Other potential reasons for BJV conduit failure include thrombosis, calcification, and immunologic/inflammatory reactions. More evidence supports that the immunologic/inflammatory reaction plays a role in the process of BJV conduit failure. Wojtalik et al. (19) have demonstrated a B-cell increase of up to 150% of the normal value with T-lymphocyte activation and the presence of CD69+ and CD71+ cells at 3 to 6 months postoperatively. In addition, Schoenhoff et al. (2) have detected a chronic inflammatory lesion through the histopathological examination of a failed BJV conduit as well as a large number of monocytes and macrophagocytes as reported by Park et al. (20). Moreover, Rüffer et al. (6) have found that patients with a high white blood cell count at the 8th postoperative day have a high risk for BJV conduit failure. Therefore, the current opinion suggests that the degeneration of BJV conduits is inevitable as they are regarded as a prosthetic valve conduit (20).
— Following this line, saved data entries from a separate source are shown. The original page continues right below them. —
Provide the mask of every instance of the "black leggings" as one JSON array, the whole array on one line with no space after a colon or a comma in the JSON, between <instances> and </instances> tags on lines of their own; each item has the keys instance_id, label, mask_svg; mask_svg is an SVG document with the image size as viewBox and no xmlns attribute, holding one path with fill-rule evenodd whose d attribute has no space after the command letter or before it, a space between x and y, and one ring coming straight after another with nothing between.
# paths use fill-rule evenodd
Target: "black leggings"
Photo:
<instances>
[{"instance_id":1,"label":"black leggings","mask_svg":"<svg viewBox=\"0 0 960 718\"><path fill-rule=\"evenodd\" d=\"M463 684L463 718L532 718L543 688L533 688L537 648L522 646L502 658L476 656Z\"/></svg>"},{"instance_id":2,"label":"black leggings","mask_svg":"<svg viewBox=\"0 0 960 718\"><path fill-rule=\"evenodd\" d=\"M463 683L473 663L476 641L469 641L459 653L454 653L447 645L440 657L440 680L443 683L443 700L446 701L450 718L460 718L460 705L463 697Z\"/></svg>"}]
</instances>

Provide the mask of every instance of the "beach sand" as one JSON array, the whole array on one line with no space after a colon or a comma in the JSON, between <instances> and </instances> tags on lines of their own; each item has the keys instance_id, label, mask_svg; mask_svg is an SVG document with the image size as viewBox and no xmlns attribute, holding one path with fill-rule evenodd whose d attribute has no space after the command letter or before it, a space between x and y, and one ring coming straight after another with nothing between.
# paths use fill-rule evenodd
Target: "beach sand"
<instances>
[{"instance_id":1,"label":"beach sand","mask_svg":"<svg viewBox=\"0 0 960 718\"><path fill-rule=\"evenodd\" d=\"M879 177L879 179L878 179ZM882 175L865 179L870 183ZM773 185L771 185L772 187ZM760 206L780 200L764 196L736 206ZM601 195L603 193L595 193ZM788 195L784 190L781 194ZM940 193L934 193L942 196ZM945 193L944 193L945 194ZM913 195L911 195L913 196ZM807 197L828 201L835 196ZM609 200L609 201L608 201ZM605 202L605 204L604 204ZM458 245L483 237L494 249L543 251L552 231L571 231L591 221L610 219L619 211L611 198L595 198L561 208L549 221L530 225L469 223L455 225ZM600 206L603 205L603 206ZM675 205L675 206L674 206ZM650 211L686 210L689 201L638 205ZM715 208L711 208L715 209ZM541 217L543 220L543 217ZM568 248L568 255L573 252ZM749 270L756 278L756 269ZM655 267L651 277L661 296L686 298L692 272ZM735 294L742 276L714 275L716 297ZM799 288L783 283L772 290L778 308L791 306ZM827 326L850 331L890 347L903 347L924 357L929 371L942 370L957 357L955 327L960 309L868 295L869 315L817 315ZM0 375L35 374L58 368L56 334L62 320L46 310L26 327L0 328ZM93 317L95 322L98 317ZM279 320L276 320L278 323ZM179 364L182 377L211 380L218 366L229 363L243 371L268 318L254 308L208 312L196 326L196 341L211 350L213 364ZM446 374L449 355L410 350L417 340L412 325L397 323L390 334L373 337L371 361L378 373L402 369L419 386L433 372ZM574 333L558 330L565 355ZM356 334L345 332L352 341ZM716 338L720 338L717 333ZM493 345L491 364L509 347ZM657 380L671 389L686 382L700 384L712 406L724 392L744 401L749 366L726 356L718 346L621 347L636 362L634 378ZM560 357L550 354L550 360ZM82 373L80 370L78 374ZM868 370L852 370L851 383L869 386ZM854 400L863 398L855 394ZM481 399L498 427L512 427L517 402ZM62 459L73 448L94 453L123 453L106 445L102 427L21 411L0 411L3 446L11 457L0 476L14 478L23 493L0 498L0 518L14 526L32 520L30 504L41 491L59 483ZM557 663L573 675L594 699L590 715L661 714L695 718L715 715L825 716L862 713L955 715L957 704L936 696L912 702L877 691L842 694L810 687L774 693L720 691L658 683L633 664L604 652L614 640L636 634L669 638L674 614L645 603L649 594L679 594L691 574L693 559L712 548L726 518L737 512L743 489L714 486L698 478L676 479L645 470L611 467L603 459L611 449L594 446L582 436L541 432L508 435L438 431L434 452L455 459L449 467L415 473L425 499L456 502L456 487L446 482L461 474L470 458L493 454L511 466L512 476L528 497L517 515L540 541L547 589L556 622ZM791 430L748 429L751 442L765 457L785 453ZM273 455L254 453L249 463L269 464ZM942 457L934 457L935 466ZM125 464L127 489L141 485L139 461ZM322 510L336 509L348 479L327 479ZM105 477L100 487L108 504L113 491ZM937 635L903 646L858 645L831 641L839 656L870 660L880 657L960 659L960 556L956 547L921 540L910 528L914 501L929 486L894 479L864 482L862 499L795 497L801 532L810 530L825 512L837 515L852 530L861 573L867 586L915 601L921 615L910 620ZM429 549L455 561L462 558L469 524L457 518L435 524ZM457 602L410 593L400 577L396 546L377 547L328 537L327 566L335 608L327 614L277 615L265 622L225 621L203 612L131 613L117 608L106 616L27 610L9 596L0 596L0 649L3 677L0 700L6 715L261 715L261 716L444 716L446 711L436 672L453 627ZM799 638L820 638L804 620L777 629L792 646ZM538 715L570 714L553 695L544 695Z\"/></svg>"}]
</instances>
The present study is limited by its retrospective and nonrandomized design. The number of patients is relatively small and the range of age and weight at BJV implantation is relatively wide. It confirmed that frequent endocarditis occurred in the BJV conduits. Potential residual confounding was also possible in this study.
In conclusion, the durability of BJV conduits is suboptimal after mid- to long-term follow-up, and conduit stenosis is often detected. In addition, endocarditis is a significant risk factor that accelerates BJV conduit deterioration. Future large-scale and prospective studies with a longer follow-up period are warranted.
Funding: This work was supported by National Key Clinical Specialty Construction Programs of China [2014–2016]; and Medical Guide Project of Shanghai Municipal Science and Technology Commission, No. 134119a4100.
Conflicts of Interest: The authors have no conflicts of interest to declare.
Ethical Statement: All legal guardians of the patients signed consent forms prior to enrollment, and the study protocol was approved by the institutional review board of our institution (No. 2007-14).